In 2001, sequencing one person’s genome cost a whopping $100 million.And a genome sequencing factory would actually cover the length and breadth of a factory floor, said Dr Warren Kaplan, the Chief of Informatics at the Garvan Institute and the Kinghorn Centre for Clinical Genomics, speaking at CeBIT 2016.Now, with the Illumina HiSeq X-Ten, ten machines with the capacity to sequence 150 genomes every 3 days, it now costs only $1000, making genome sequencing a much more accessible diagnostic tool for doctors and patients.
But with each genome generating over 100 Gigabytes of data, this creates an astounding amount of data – more than 5 Terabytes a day. This is a goldmine of information for medical professionals – genomes are essentially the source code of what defines us, and can be used to provide valuable insights into many areas of medicine. To give just a few examples, this information has helped increase the percentage of correct diagnosis in the area of inherited diseases from 5% to 50%. It has been fundamental in advances in pharmacogenomics, which may eventually allow doctors to prescribe personalised medicine based on our genetics. It has also provided lots of new information into cancer and the mutations that can be seen in various types of cancers.
However, data storage and computing capacity have not been progressing at the same rate as sequencing has been improving, meaning creative solutions have to make up for this gap. One such solution is DreamLab, a free app created by Garvan Institute in collaboration with Vodafone, which uses the processing power of idle smartphones to help crunch huge sets of data for cancer research.

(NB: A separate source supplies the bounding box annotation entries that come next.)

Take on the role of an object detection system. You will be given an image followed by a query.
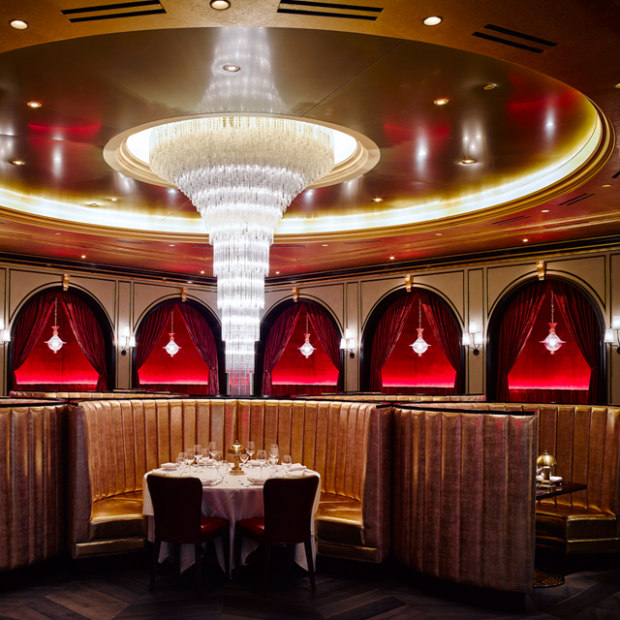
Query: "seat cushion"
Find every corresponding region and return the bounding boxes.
[536,504,617,540]
[315,493,364,545]
[89,491,146,540]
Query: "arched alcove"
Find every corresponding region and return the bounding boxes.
[133,299,225,394]
[361,288,464,394]
[8,287,114,391]
[254,299,343,395]
[487,278,606,403]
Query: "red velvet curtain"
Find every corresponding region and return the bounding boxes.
[370,295,417,392]
[263,304,301,394]
[495,285,545,401]
[59,293,108,392]
[303,302,344,390]
[176,302,220,394]
[134,305,170,385]
[551,282,603,404]
[420,293,464,394]
[11,291,58,386]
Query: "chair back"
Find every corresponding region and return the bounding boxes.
[146,474,202,543]
[263,476,319,544]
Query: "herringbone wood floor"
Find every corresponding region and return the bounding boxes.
[0,555,620,620]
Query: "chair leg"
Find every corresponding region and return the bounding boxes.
[304,538,316,594]
[263,542,271,591]
[149,539,161,590]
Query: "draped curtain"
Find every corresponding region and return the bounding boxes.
[302,302,344,391]
[176,303,220,394]
[495,284,545,401]
[551,282,602,404]
[421,293,464,394]
[134,305,170,385]
[11,291,57,386]
[370,295,417,392]
[263,304,302,394]
[59,293,108,392]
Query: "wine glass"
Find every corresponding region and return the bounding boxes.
[245,441,256,459]
[282,454,293,476]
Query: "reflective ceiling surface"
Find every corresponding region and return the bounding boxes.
[0,0,620,278]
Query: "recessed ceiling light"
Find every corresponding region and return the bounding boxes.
[9,19,28,30]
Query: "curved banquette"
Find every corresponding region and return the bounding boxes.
[0,398,67,570]
[410,403,620,553]
[69,398,392,562]
[392,405,538,592]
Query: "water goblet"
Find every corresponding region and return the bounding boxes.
[245,441,256,459]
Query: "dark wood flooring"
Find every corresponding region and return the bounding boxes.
[0,554,620,620]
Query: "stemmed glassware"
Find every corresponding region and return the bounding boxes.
[269,443,280,467]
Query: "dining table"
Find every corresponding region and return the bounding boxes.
[142,462,321,577]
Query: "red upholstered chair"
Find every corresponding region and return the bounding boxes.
[147,474,230,590]
[235,476,319,592]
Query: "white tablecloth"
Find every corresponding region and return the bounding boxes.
[142,467,321,572]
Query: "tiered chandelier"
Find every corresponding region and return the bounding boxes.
[149,115,334,386]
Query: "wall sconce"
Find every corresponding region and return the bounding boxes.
[0,323,11,344]
[119,327,136,355]
[603,316,620,354]
[340,329,355,357]
[463,321,482,355]
[405,273,413,293]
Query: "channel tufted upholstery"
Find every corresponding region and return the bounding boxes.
[69,399,391,561]
[392,408,537,592]
[0,399,67,571]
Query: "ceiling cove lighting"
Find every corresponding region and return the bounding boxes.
[108,113,378,395]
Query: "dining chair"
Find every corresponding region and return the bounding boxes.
[146,474,230,590]
[234,476,319,593]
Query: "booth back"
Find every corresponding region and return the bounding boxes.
[0,399,67,570]
[392,408,537,592]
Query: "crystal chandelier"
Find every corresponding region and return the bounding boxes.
[149,115,334,385]
[163,309,181,357]
[409,297,431,357]
[540,291,566,355]
[45,297,67,354]
[299,314,316,359]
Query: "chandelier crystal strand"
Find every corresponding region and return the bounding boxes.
[150,115,334,394]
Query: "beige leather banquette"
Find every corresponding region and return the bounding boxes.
[0,398,67,570]
[10,390,179,400]
[69,399,392,562]
[392,406,538,592]
[412,403,620,553]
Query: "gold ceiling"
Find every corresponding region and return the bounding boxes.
[0,0,620,278]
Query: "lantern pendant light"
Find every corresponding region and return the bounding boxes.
[45,297,67,355]
[409,297,431,357]
[540,291,566,355]
[164,309,181,357]
[299,314,316,359]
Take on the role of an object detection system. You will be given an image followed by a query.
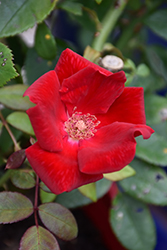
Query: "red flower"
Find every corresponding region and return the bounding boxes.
[24,49,153,194]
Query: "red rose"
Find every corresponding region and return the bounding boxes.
[24,49,153,194]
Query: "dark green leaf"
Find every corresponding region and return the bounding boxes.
[119,159,167,205]
[110,194,156,250]
[58,0,82,16]
[40,189,56,203]
[0,84,34,110]
[0,0,57,37]
[136,133,167,166]
[145,9,167,39]
[6,112,34,135]
[78,183,97,202]
[144,94,167,125]
[0,191,33,224]
[6,149,26,169]
[35,23,57,60]
[11,169,36,189]
[0,42,18,87]
[25,49,57,85]
[19,226,60,250]
[103,165,136,181]
[38,203,78,240]
[56,178,111,208]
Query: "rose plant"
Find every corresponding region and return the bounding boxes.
[24,49,153,194]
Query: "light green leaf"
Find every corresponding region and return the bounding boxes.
[119,159,167,206]
[58,0,82,16]
[0,0,57,37]
[110,194,156,250]
[144,94,167,125]
[145,9,167,39]
[0,84,34,111]
[0,191,33,224]
[136,63,150,77]
[6,111,35,135]
[103,165,136,181]
[56,178,111,208]
[19,226,60,250]
[136,133,167,166]
[11,169,36,189]
[25,48,57,85]
[78,183,97,202]
[0,42,18,87]
[35,22,57,60]
[38,203,78,240]
[40,189,56,203]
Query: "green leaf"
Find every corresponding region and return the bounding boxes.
[136,63,150,77]
[119,159,167,206]
[35,23,57,60]
[145,9,167,39]
[6,111,35,135]
[19,226,60,250]
[144,94,167,125]
[38,203,78,240]
[56,178,111,208]
[40,189,56,203]
[78,183,97,202]
[5,149,26,169]
[25,48,58,85]
[0,43,18,87]
[11,169,36,189]
[136,133,167,166]
[0,84,34,111]
[0,0,57,37]
[0,191,33,224]
[110,194,156,250]
[57,0,82,16]
[103,165,136,181]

It also becomes imperative to find ways to store and share such large amounts of data, in order that it can be used most effectively, said Kaplan. One such initiative was the establishment of the Global Alliance for Genomics and Health, which was set up to find responsible ways of sharing genomic data among hundreds of institutions worldwide. Researchers at the University of California in Berkley have also put out a white paper proposing the creation of a ‘Million Cancer Genome Warehouse’, a large-scale information commons for cancer genomic data. Eventually, Kaplan hopes, it will become possible to select patients from variant databases and use querying to isolate genomic data of interest, and then compare that data to electronic health records, placing even more information at the tip of researchers’ fingers.
Genomics is not only at the forefront of medical research, but also the processing and storage of big data, and other industries could learn many lessons about finding creative ways to compute data, as well as collaborating to enable data sharing so that we make the most of the data that is being collected.